Trash/scrap collector/trough can be used to collect scraps from counters and make the cleanup process much easier!
Step 1: Materials
In order to make your own trough you will need some basic materials that can be replaced with others if preferred.
- 4 Wooden dowels
- 2: 12'' long
- 2: 26" long
- Nylon or cloth 10" x 26"
Step 2: Basic Structure
Place the wooden dowels on a flat surface and place in the shape of a rectangle like pictured above. (not to scale)
The dowels placed on the left and right side should be parallel to one another just like the 26" dowel on the top should be parallel to the other 26" dowel. The bottom 26" should be place approximately 7" away from the other 26" dowel.
With a pen, mark where all the pieces connect so as to create an outline of where the grooves need to be cut out--like a log house.
Step 3: Structure
Next, use a knife to cut divots into the wood to make the wooden dowels fit well together when hot glued.
Once the cuts have been made, hot glue the pieces together! Make sure to have the 26" pieces on top of the 12" pieces.
Step 4: Fabric!
Then, take your fabric and cut it so it fits across the top of the rectangle and has room to droop in the middle (to collect the trash).

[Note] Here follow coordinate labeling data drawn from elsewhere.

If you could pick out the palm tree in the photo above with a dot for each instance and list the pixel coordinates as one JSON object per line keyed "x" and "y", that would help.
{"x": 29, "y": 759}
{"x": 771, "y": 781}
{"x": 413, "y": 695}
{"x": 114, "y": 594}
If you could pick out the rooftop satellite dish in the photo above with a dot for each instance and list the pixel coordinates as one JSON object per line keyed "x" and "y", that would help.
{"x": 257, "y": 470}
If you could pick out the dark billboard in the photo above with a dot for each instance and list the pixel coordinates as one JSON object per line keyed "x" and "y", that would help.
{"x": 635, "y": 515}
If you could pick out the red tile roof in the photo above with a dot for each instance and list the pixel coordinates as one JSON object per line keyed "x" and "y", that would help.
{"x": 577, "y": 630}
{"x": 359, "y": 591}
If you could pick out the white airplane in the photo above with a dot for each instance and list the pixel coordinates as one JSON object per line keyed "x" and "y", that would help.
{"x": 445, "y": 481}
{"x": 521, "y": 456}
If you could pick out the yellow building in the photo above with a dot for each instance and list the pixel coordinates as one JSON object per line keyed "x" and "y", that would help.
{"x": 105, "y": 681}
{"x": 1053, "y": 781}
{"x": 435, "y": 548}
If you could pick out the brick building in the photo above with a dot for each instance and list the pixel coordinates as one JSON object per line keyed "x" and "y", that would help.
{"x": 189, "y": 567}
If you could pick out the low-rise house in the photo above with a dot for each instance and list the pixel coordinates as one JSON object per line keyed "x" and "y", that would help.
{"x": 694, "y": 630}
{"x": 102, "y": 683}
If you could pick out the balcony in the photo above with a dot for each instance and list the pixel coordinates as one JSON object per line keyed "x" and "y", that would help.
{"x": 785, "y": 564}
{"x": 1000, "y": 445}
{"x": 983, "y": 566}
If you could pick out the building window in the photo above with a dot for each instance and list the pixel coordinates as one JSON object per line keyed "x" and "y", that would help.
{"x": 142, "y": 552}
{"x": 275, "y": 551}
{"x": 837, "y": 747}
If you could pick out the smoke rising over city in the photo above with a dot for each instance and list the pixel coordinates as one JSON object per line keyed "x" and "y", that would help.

Once you have measured and cut the fabric, hot glue it around the first wooden dowel.
Step 5: 3D Printing a C Clamp-like Thing
Next, you are going to need to figure out how your product will connect to the table. We first thought binder clips would work, but our tables were too thick and unfortunately they wouldn't stay on.
**IF you're table is thinner than 1'' than feel free to use binder clips and skip this step! Binder clips are easy to put on and remove making your trash collector movable to other tables!
However, if your table is not thinner than 1", then if you can, use a 3D printer and Tinkercad to design a clamp that will cling to the table and keep your trash trough horizontal.
We designed a clamp that was 6" long and 1" wide. The bottom part had a hole for the wooden dowel (which we measured) and was 1" high. On top of that, we had a thin segment that would be flush with the vertical part of the table. and finally, the top piece was 2" long and 1/2" high. These numbers can be adjusted to the size of the table, trough and preference.
Step 6: Putting It All Together
Now that you have two 3D printed clamps, slide them on to the end of the dowels, hot glue the fabric so that it droops in the middle and attaches to all 4 sides (leaving no room for scraps to fall through), and use your product!